Nella banca dati della Dia di Catanzaro 50mila persone “attenzionate”. «E’ la misura della forza della ‘ndrangheta»
Il direttore della Direzione investigativa antimafia del distretto, Fazio: «Sbagliato pensare che le cosche siano un problema lontano da noi». Presentato il calendario dedicato alle donne simbolo del…

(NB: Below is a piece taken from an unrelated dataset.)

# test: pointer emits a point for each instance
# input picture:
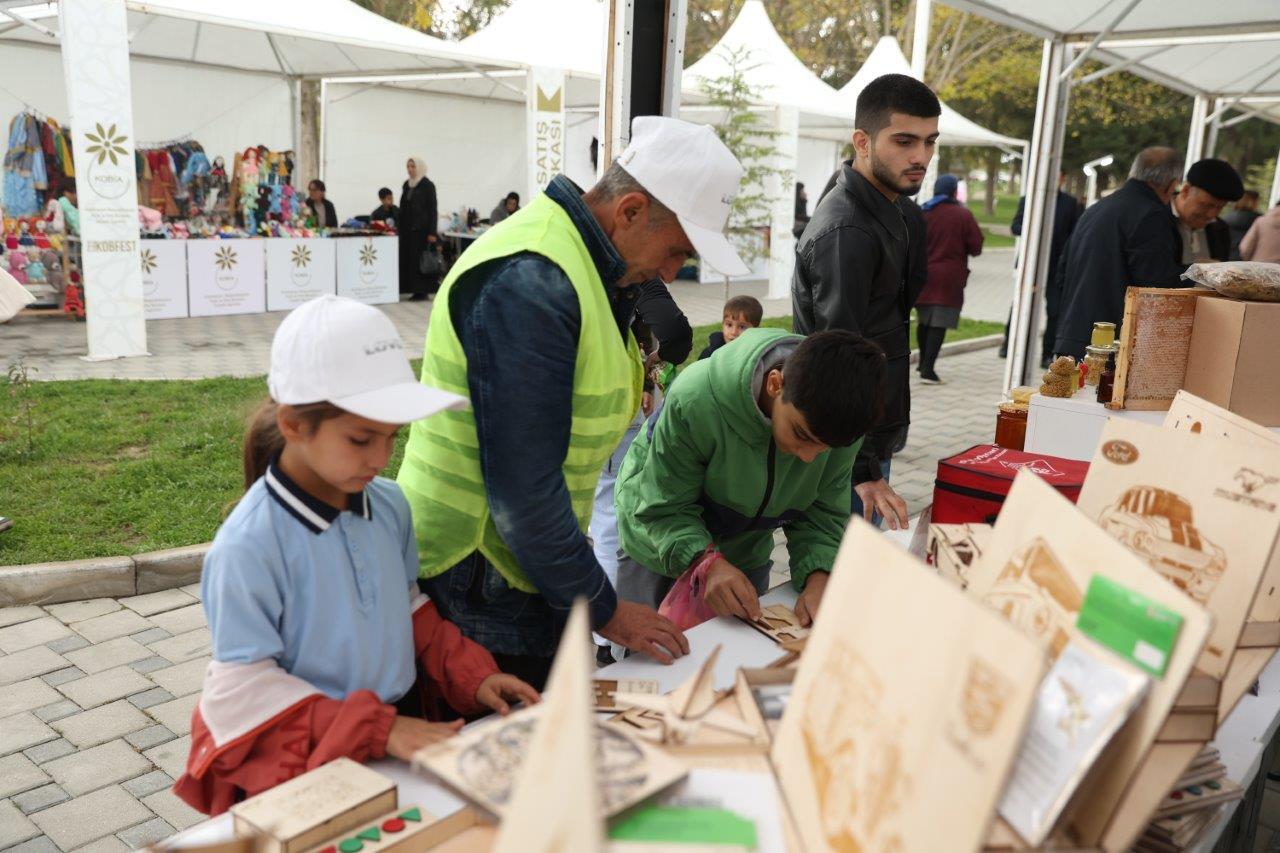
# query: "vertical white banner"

CATANZARO Nella banca dati della Direzione investigativa antimafia di Catanzaro, che “copre” quattro province della Calabria, sono contenuti i nominativi di circa 50mila persone “attenzionate” per presunti rapporti con la ‘ndrangheta. Il dato è emerso dalla conferenza stampa convocata dal direttore della Dia di Catanzaro, Beniamino Fazio, per presentare i contenuti del calendario 2026 della Direzione dedicato alle donne della legalità e dell’impegno antimafia.
La banca dati della Dia
«Sono numeri – ha spiegato Fazio parlando con i giornalisti – che danno la misura di quanto l’organizzazione criminale sia infiltrata nel territorio. Noi continuiamo a pensare che la ’ndrangheta non ci riguardi, che sia un problema lontano da noi. In realtà, nella vita quotidiana di ogni calabrese la presenza della ’ndrangheta è tangibile, anche nel semplice esercizio commerciale sotto casa. Non si tratta soltanto della classica richiesta di denaro, dell’estorsione: esiste anche un’imposizione di merci, come il caffè ai bar o la carne alle macellerie. È così, in modo silenzioso ma costante, che avviene l’infiltrazione della ’ndrangheta nel tessuto sociale. In questo distretto – ha sostenuto il direttore della Dia di Catanzaro – posso fornire soltanto dati indicativi, ma ciò che affrontiamo sono numeri impressionanti. Disponiamo di una banca dati che raccoglie 50.000 nominativi solo nel nostro distretto. Da questo potete capire quanto sia numerosa l’organizzazione criminale in questa area».
Il calendario
Con riferimento al calendario 2026 della Dia, che contiene dodici figure di donne impegnate in prima linea contro la mafia – dalla figlia di Lea Garofalo, Denise Cosco, alla collaboratrice di giustizia Rita Atria, alla sindaco di Siderno Mariateresa Fragomeni – Fazio ha osservato: «E’ il racconto di un viaggio attraverso il coraggio delle donne nelle istituzioni: non solo quelle della Direzione Investigativa Antimafia, ma tutte le donne in divisa – carabinieri, polizia, guardia di finanza, polizia penitenziaria – insieme alle magistrate, giudici e pubblici ministeri impegnate nelle inchieste più delicate, come Rinascita Scott. Sono donne che lavorano con enorme sacrificio, spesso a scapito della famiglia. Accanto a loro ci sono le giornaliste, ponte fondamentale tra l’attività investigativa e i cittadini, chiamate a trasmettere informazioni in modo corretto. E poi le attiviste – Addio Pizzo, Libera, Donne nella Rete – che trasformano l’indignazione in impegno quotidiano, e le docenti, il cui ruolo educativo è decisivo: la lotta alla mafia passa prima di tutto attraverso la formazione culturale dei ragazzi, per evitare che finiscano nelle mani della criminalità organizzata. Il messaggio del calendario – ha aggiunto il direttore della Dia di Catanzaro – è proprio questo: la lotta alla mafia richiede un cambiamento culturale profondo. Mi piace citare l’esempio scelto per il mese di febbraio, Rita Atria, che, dopo l’assassinio del padre e del fratello, collaborò con il giudice Borsellino e che, dopo la sua morte, si tolse la vita. Rita Atria ricordava che prima di combattere la mafia dobbiamo combattere “la mafia che è dentro di noi”: non un pensiero mafioso, ma quei comportamenti quotidiani che possono alimentare il metodo mafioso. Per Fazio «l’obiettivo della Dia con il calendario è quello di entrare nelle case e nelle scuole come tributo al volto luminoso della donna. La legalità spesso ha il cuore, la voce e il coraggio di una donna, e a lei si dedica questo progetto, riconoscendone il ruolo fondamentale nella lotta alla ’ndrangheta. Avvicinare istituzioni e cittadini è un’attività essenziale di prevenzione. Parlare ai giovani è indispensabile: conoscono la mafia siciliana attraverso libri, film e cronaca, ma della ‘ndrangheta sanno ancora troppo poco. Per questo – ha concluso il direttore della Direzione investigativa antimafia di Catanzaro – è necessario incontrarli, spiegare, raccontare: solo così si costruisce consapevolezza». (a. cant.)